Beiträge von Cardiot

    Hallo Medman2 & Forum,


    was ich bei der Methodik etwas hinterlistig fände (so ich sie denn richtig verstanden habe) möchte ich an nachfolgendem, fiktiven Beispiel erläutern:

    Wenn ich z.B. die DRG F43C nehme mit einer tatsächlichen Liegedauer von 30 Belegungstagen, so rechne ich erst mal (bei einem für dieses Bsp zugrunde gelegten Basisfallwert von €3.671,18) €19.031,09 ab. Dieser Betrag setzt sich zusammen aus dem effDRG-Entgelt von €9.904,84 (incl. Zuschlägen wegen oGVD-Überschreitung) und dem effPflegeentgelt von €9.126,25.

    Kürzt der MDK (Pardon, jetzt: MD) den Fall auf 20 Tage herunter, so ergäbe dies für die F43C einen Gesamterlös von €13.085.11 (€7.000,94 effDRG-Entgelt und €6.084,17 effPflegeentgelt). Soviel hätte es auch gegeben, hätte der Fall a priori nur 20 Tage gelegen. Die Differenz wäre dann €5.945,98. Ist das dann auch der "Differenzbetrag", welcher zur Ermittlung der Strafzahlung als Grundlage dient? Falls ja, wären 10% davon €594,60.
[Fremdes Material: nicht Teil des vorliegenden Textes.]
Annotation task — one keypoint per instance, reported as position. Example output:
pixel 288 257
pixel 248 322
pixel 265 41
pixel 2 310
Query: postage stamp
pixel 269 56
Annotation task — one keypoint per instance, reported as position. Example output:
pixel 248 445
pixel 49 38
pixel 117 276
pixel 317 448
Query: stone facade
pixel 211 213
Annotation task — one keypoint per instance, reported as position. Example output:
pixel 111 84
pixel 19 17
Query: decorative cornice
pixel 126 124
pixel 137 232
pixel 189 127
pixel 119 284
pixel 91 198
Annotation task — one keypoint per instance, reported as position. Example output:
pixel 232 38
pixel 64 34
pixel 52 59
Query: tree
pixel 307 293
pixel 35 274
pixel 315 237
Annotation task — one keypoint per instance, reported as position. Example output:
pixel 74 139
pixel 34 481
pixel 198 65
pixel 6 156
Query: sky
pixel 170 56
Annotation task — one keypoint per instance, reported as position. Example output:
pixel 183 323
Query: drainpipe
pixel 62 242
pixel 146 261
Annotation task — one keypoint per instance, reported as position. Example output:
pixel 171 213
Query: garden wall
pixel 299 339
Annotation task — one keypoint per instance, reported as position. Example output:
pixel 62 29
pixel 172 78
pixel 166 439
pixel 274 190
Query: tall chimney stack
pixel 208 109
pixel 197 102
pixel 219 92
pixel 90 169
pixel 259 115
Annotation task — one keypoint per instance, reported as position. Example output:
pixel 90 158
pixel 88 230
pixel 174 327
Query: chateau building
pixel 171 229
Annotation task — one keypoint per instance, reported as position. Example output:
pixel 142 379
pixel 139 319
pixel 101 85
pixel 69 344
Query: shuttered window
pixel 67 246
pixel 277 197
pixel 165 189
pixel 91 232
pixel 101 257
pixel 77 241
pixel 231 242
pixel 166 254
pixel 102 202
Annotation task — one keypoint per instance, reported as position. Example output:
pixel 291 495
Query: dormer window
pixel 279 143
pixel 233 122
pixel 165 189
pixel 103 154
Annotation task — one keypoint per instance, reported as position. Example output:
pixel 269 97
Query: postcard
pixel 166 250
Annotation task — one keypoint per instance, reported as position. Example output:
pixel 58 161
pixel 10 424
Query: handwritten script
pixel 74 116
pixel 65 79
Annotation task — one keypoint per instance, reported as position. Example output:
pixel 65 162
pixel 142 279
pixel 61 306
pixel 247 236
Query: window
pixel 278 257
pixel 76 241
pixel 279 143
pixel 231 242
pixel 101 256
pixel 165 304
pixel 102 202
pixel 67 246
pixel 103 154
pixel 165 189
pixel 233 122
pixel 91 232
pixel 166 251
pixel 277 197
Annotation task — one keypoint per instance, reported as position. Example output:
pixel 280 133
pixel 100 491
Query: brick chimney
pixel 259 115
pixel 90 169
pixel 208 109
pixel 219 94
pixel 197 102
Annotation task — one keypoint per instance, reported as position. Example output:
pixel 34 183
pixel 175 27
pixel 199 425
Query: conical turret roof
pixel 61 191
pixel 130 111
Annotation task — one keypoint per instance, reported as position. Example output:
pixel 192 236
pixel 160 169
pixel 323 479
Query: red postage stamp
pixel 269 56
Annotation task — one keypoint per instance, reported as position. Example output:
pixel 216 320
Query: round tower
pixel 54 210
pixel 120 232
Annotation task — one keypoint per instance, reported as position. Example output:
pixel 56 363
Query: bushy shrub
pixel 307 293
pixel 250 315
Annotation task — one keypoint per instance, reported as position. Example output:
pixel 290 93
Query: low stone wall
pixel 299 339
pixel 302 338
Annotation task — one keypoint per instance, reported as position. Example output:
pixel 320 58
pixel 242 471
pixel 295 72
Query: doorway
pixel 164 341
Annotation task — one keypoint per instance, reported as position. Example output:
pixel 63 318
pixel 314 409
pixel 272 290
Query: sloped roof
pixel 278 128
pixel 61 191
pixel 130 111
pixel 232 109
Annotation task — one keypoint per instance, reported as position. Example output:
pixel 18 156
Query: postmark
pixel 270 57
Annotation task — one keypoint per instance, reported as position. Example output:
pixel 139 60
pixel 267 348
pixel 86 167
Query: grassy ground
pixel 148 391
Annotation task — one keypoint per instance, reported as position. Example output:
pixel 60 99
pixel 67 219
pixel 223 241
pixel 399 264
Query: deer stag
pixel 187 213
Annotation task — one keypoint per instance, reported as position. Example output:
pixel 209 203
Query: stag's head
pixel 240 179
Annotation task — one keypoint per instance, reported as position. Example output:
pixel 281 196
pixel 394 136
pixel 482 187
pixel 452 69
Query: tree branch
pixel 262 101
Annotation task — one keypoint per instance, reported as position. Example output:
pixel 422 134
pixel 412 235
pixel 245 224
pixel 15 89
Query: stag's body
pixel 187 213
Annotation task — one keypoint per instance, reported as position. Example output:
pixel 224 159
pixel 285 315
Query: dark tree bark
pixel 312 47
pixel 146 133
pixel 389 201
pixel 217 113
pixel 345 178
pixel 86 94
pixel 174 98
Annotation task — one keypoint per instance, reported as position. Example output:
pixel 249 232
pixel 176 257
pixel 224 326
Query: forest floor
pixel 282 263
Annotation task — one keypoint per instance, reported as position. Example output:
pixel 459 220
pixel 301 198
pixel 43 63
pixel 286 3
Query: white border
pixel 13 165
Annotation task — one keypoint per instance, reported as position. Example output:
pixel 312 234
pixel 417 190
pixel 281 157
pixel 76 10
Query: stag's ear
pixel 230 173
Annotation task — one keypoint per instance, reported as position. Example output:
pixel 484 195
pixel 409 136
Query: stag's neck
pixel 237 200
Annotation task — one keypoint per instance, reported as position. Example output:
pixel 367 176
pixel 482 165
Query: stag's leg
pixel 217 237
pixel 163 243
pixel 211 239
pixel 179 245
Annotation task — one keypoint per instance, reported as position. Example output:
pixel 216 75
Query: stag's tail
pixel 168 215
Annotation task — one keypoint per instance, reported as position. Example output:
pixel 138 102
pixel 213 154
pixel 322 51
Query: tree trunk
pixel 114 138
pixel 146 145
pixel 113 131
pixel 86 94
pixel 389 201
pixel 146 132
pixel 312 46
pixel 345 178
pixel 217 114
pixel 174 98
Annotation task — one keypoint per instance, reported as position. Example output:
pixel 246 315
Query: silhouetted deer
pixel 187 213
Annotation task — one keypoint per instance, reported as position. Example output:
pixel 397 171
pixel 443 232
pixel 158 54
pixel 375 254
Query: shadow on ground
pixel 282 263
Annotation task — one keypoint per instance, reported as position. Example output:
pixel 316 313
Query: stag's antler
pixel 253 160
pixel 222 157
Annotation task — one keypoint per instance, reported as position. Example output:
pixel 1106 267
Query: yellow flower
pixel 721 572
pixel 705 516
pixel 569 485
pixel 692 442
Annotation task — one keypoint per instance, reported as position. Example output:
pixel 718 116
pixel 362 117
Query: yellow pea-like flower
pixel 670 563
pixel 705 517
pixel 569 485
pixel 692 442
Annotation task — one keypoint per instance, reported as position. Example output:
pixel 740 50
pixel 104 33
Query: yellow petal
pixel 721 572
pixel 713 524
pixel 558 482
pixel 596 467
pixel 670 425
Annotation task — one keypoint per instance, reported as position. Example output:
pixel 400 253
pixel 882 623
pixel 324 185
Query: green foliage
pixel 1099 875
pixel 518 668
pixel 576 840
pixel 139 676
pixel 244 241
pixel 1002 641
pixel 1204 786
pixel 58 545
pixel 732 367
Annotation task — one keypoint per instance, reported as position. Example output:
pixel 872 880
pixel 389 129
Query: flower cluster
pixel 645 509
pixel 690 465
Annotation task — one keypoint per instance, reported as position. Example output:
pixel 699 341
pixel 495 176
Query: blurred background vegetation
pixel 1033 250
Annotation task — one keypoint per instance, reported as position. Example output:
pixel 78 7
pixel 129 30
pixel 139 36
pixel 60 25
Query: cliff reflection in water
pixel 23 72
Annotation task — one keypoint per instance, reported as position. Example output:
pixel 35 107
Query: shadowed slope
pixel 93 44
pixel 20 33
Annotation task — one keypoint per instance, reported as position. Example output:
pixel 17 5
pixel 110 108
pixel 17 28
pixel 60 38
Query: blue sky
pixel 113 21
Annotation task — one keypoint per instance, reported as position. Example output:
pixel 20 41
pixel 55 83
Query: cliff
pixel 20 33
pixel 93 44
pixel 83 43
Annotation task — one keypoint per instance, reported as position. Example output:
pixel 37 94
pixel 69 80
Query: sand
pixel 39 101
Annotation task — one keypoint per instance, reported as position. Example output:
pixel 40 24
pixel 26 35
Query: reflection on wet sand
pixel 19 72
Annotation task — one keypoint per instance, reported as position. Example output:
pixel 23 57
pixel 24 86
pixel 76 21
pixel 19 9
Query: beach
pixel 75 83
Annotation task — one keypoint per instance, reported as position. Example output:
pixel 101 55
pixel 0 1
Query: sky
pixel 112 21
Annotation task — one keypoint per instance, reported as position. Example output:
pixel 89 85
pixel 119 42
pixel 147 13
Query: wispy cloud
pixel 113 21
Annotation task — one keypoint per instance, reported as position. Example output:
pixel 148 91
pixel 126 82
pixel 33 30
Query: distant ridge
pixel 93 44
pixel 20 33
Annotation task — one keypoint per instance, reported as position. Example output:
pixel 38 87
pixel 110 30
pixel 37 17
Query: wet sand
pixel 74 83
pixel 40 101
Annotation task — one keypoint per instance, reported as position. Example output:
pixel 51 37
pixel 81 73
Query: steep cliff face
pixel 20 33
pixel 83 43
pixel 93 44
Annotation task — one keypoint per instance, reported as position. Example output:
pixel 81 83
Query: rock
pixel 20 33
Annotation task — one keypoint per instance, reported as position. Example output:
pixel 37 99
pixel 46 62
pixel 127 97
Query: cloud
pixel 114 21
    Würde man dagegen berücksichtigen, dass der mit der Rechnung ausgezahlte Pflegeanteil nur eine Abschlagszahlung auf die tatsächlich angefallenen Pflegekosten ist, und deren Erstattung vom MD nicht tangiert wäre, so müsste man bei Erlösminderung wegen sekFB eigentlich nur mit den effDRG-Entgelten rechnen, also €9.904,84 - €7.000,94 = €2.903,90 als "Differenzbetrag". 10% davon wären mit €290,39 weniger als die mindestens €300,-, so dass ich im zweiten Fall €294,60 weniger "Strafe" zahlen müsste.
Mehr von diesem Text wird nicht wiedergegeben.